One consequence of the rising budget deficit has been a fundamental review of the government’s power procurement deals. These were undertaken to accelerate an increase in the country’s installed generation capacity to nearly double its peak demand requirement of some 2,700 megawatts. The review is likely to result in less favourable prices paid to the foreign energy companies that have been attracted to the country’s power sector over the past five years or so. The government says that under the procurement deals, it currently pays 460 million dollars for power that is not yet needed, and even more for unused gas production. Finance Minister Ofori-Atta announced in July that he intends to convert all power procurement deals with independent power producers and gas suppliers into take-and-pay contracts, which will reduce government spending in this area.
TREND ► OUTLOOK ▲
Ghana continues to enjoy a reputation for political stability that has held steady since the military returned to barracks in 1993. Political tensions tend to rise in the run-up to general elections but with the next not due until 2020, the remainder of 2019 should remain relatively relaxed. One area of concern, however, is the activities of various vigilante groups associated with the main political parties in some regions of the country. These have been known to operate at election time, and particularly during by-elections, by disrupting opponent meetings, stealing ballot boxes, and taking other measures to affect the electoral process. The president has proposed legislation to tackle the problem, but these groups may still be active in 2020.
Ghana is on a renewed terrorist alert following a series of attacks on Christian churches in neighbouring Burkina Faso, the latest of which took place in May and killed four worshippers. More than 400 people have been killed in Ghana’s northern neighbour as a result of religious violence since 2015. Ghana, like neighbouring Côte d’Ivoire, has intensified patrols on its northern border, and security officials have met with the Christian Council of Ghana to discuss how best to protect congregations from possible attacks.

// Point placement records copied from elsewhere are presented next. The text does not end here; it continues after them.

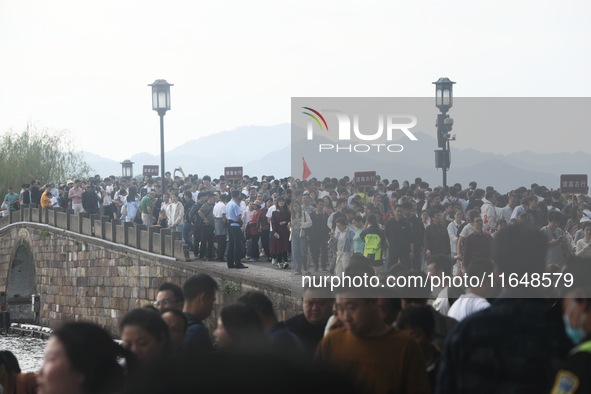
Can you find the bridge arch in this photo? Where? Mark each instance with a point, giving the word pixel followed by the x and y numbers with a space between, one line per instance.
pixel 21 282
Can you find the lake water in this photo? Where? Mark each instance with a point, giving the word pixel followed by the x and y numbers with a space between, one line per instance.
pixel 28 351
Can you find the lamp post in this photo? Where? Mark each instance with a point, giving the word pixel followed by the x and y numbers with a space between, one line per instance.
pixel 443 101
pixel 161 104
pixel 127 169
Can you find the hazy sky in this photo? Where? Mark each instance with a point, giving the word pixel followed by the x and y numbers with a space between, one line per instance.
pixel 84 66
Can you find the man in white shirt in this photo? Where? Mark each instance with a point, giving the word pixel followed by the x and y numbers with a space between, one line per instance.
pixel 475 298
pixel 452 231
pixel 219 214
pixel 488 211
pixel 506 212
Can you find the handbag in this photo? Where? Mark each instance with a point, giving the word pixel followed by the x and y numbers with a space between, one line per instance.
pixel 305 232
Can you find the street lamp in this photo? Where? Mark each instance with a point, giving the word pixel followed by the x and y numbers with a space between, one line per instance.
pixel 127 169
pixel 443 101
pixel 161 104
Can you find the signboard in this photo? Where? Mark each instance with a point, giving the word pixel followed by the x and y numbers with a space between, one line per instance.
pixel 366 178
pixel 151 170
pixel 233 173
pixel 574 184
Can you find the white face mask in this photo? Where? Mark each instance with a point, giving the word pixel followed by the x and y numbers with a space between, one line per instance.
pixel 576 334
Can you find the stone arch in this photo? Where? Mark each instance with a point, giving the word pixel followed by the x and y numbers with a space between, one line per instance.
pixel 21 282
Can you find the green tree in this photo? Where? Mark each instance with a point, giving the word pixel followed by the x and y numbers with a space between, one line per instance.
pixel 46 155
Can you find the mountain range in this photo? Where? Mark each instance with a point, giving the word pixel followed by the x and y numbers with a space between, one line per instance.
pixel 264 150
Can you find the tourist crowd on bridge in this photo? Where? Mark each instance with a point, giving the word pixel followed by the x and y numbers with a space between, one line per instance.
pixel 455 339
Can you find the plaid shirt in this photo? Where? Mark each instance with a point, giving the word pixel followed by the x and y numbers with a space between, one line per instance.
pixel 515 346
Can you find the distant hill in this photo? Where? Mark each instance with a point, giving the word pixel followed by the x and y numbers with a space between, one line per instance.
pixel 264 150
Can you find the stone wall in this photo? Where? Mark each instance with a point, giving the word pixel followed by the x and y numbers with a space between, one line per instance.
pixel 86 277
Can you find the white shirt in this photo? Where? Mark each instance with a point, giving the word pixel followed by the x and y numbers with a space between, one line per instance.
pixel 441 303
pixel 219 209
pixel 467 230
pixel 270 211
pixel 452 231
pixel 466 305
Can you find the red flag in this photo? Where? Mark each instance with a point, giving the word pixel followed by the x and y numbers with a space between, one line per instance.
pixel 307 171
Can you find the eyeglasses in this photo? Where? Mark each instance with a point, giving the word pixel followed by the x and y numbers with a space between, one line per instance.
pixel 165 303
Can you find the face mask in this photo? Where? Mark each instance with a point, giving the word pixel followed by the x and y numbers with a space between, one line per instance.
pixel 576 335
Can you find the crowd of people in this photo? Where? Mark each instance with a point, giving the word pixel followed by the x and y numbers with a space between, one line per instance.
pixel 523 338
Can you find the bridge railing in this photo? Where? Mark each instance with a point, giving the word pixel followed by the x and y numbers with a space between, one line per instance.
pixel 149 239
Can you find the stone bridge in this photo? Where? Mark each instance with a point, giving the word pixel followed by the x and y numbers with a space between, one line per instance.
pixel 95 269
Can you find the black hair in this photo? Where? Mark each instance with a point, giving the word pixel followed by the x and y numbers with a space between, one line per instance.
pixel 152 323
pixel 199 284
pixel 131 195
pixel 94 354
pixel 175 289
pixel 178 314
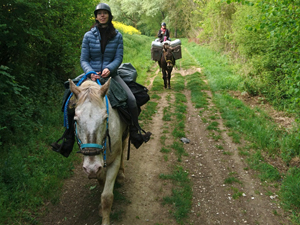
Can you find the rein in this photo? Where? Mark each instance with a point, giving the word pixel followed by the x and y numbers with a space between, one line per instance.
pixel 92 149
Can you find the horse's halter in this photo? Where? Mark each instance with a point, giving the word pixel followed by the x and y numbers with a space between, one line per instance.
pixel 92 149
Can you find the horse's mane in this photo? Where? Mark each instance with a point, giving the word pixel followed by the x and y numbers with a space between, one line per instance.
pixel 89 90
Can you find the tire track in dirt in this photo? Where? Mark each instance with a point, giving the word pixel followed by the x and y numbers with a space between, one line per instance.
pixel 213 201
pixel 143 187
pixel 143 190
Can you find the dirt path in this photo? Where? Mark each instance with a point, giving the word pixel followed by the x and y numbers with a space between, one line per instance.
pixel 141 195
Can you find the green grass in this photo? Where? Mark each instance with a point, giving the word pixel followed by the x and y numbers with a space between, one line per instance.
pixel 181 198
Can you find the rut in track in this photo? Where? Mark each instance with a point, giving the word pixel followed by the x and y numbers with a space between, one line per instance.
pixel 141 194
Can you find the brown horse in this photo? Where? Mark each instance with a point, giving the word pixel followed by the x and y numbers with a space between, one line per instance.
pixel 166 64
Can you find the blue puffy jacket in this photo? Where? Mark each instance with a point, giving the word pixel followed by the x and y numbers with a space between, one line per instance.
pixel 92 59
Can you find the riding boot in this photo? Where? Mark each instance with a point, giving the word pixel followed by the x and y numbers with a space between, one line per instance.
pixel 68 139
pixel 136 136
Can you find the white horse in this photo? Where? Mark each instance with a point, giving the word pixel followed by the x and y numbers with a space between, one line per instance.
pixel 101 136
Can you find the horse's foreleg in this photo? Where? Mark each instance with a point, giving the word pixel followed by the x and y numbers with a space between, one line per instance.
pixel 107 196
pixel 121 173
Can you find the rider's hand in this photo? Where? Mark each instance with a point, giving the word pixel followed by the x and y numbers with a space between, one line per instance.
pixel 95 76
pixel 105 73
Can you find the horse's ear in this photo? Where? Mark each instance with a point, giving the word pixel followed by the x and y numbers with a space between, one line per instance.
pixel 74 89
pixel 104 88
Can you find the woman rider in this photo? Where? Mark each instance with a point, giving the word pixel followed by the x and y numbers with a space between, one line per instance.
pixel 102 52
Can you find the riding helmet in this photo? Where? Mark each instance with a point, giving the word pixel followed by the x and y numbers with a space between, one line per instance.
pixel 103 6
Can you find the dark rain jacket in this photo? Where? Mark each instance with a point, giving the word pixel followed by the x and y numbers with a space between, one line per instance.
pixel 92 59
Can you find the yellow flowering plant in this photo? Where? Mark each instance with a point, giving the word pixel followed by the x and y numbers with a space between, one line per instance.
pixel 125 28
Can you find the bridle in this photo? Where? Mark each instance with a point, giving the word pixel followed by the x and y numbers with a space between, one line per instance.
pixel 92 149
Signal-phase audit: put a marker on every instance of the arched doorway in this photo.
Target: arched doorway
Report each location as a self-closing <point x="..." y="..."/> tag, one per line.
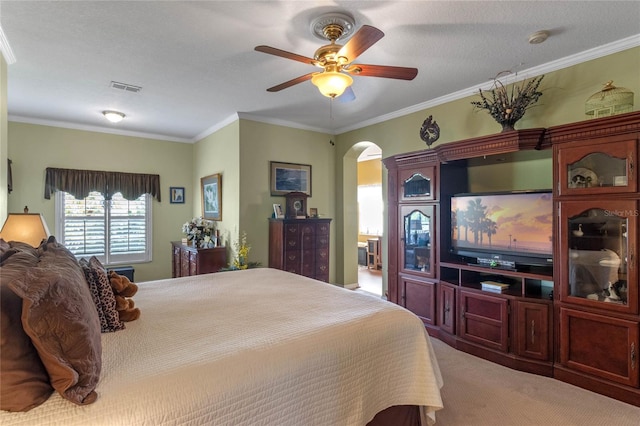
<point x="363" y="217"/>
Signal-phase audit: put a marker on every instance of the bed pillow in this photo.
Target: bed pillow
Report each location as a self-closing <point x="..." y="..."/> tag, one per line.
<point x="60" y="317"/>
<point x="102" y="295"/>
<point x="25" y="382"/>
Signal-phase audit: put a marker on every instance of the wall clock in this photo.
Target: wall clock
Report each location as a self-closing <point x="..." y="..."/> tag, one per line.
<point x="296" y="206"/>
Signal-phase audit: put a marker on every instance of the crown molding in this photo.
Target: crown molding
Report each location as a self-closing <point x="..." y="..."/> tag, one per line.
<point x="97" y="129"/>
<point x="578" y="58"/>
<point x="5" y="48"/>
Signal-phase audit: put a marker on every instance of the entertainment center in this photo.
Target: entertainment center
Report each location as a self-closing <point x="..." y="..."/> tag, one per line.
<point x="540" y="279"/>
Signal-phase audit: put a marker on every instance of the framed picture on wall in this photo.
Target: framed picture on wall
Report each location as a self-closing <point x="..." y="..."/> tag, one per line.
<point x="176" y="195"/>
<point x="277" y="211"/>
<point x="290" y="177"/>
<point x="211" y="193"/>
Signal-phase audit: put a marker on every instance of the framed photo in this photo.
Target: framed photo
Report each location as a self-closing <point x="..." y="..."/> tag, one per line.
<point x="176" y="195"/>
<point x="211" y="193"/>
<point x="290" y="177"/>
<point x="277" y="211"/>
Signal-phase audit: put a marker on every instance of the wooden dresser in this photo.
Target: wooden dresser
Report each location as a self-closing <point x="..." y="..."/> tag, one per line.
<point x="189" y="260"/>
<point x="300" y="246"/>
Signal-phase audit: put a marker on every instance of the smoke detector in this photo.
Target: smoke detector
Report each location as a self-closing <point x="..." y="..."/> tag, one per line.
<point x="538" y="37"/>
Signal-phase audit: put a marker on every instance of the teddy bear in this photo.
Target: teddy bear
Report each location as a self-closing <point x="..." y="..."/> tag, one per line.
<point x="123" y="290"/>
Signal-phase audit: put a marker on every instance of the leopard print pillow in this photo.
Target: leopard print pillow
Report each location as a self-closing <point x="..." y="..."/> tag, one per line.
<point x="101" y="291"/>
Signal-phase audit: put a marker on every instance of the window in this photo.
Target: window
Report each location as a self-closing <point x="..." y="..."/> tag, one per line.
<point x="115" y="231"/>
<point x="370" y="209"/>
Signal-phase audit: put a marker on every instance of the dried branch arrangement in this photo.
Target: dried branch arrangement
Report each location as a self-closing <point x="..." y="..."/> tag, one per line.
<point x="509" y="106"/>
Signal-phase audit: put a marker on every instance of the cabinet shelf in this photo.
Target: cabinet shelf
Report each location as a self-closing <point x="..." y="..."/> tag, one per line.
<point x="528" y="284"/>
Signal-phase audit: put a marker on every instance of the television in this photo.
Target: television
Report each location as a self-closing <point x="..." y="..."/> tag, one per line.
<point x="507" y="229"/>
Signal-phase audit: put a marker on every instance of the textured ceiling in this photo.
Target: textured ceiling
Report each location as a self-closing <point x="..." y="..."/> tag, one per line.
<point x="198" y="70"/>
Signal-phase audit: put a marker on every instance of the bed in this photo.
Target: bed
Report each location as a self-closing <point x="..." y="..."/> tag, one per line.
<point x="257" y="347"/>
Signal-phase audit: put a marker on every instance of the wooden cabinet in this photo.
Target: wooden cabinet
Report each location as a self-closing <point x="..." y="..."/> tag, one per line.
<point x="447" y="308"/>
<point x="418" y="184"/>
<point x="513" y="327"/>
<point x="300" y="246"/>
<point x="484" y="320"/>
<point x="419" y="297"/>
<point x="417" y="238"/>
<point x="578" y="319"/>
<point x="412" y="245"/>
<point x="596" y="271"/>
<point x="533" y="332"/>
<point x="189" y="260"/>
<point x="598" y="240"/>
<point x="599" y="345"/>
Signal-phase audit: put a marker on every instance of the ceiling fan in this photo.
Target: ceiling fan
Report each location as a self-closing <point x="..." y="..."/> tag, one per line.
<point x="336" y="60"/>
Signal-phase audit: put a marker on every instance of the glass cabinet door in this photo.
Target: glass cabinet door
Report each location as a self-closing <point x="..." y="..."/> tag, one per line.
<point x="417" y="251"/>
<point x="597" y="168"/>
<point x="598" y="244"/>
<point x="417" y="185"/>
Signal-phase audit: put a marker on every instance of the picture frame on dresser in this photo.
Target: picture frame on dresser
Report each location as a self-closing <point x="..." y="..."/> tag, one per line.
<point x="289" y="177"/>
<point x="176" y="195"/>
<point x="211" y="196"/>
<point x="277" y="211"/>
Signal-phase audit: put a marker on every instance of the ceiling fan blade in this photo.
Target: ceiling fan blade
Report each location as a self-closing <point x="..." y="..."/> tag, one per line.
<point x="400" y="73"/>
<point x="290" y="83"/>
<point x="285" y="54"/>
<point x="347" y="96"/>
<point x="366" y="37"/>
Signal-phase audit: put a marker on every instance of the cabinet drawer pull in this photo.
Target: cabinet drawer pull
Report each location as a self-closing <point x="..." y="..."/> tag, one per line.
<point x="533" y="332"/>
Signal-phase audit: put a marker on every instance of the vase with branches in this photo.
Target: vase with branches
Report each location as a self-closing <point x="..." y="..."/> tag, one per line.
<point x="507" y="106"/>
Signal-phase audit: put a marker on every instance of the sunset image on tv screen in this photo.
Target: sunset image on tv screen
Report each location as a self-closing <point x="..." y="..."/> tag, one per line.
<point x="520" y="222"/>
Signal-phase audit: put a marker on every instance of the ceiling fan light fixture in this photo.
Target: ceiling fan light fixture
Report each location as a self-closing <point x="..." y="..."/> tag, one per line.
<point x="331" y="83"/>
<point x="113" y="116"/>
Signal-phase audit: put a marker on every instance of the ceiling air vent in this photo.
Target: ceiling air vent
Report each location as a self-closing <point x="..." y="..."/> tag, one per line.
<point x="126" y="87"/>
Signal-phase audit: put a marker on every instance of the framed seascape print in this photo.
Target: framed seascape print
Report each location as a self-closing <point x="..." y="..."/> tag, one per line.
<point x="176" y="195"/>
<point x="290" y="177"/>
<point x="211" y="189"/>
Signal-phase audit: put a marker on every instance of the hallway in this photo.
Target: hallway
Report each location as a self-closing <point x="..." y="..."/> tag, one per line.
<point x="370" y="280"/>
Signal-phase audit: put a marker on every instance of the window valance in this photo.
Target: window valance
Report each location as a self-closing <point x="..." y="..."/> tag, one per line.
<point x="80" y="183"/>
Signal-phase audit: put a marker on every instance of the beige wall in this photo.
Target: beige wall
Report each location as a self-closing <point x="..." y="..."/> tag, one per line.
<point x="369" y="172"/>
<point x="4" y="140"/>
<point x="242" y="150"/>
<point x="220" y="153"/>
<point x="261" y="143"/>
<point x="33" y="148"/>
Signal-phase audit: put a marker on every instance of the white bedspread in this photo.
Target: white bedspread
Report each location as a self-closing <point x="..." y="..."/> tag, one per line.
<point x="255" y="347"/>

Following the unexpected cut of 1% in January, which followed complaints from President Akufo-Addo that interest rates were too high, the central bank kept its benchmark rate unchanged at 16% in July. It acknowledges that monetary policy remains tight, and average high street rates of around 25% from commercial banks are deterring small businesses from seeking loans to expand. But the bank is focused on the rate of inflation. Although this was running at below 10% in July, the risk that a return to double figures would pose to the cedi, which lost 10% of value against the dollar during the first quarter, remains a concern.
TREND ► OUTLOOK ►
Government figures show that Ghana’s debt-to-GDP ratio fell to just under 60% in June from 62% at the start of the year. Although public debt has actually risen sharply in absolute terms over the last eighteen months, the debt-to-GDP ratio has fallen as a result of the rebasing of the economy in October 2018, a move which expanded the size of the economy by some 24%. This lower ratio has, ironically, enabled the government to borrow more money. While S&P raised Ghana’s sovereign rating from B- to B with a stable outlook last year, giving the country its first upgrade in a decade, the IMF still considers Ghana to be at significant risk of debt distress in part because of the high ratio of debt service costs to government revenue.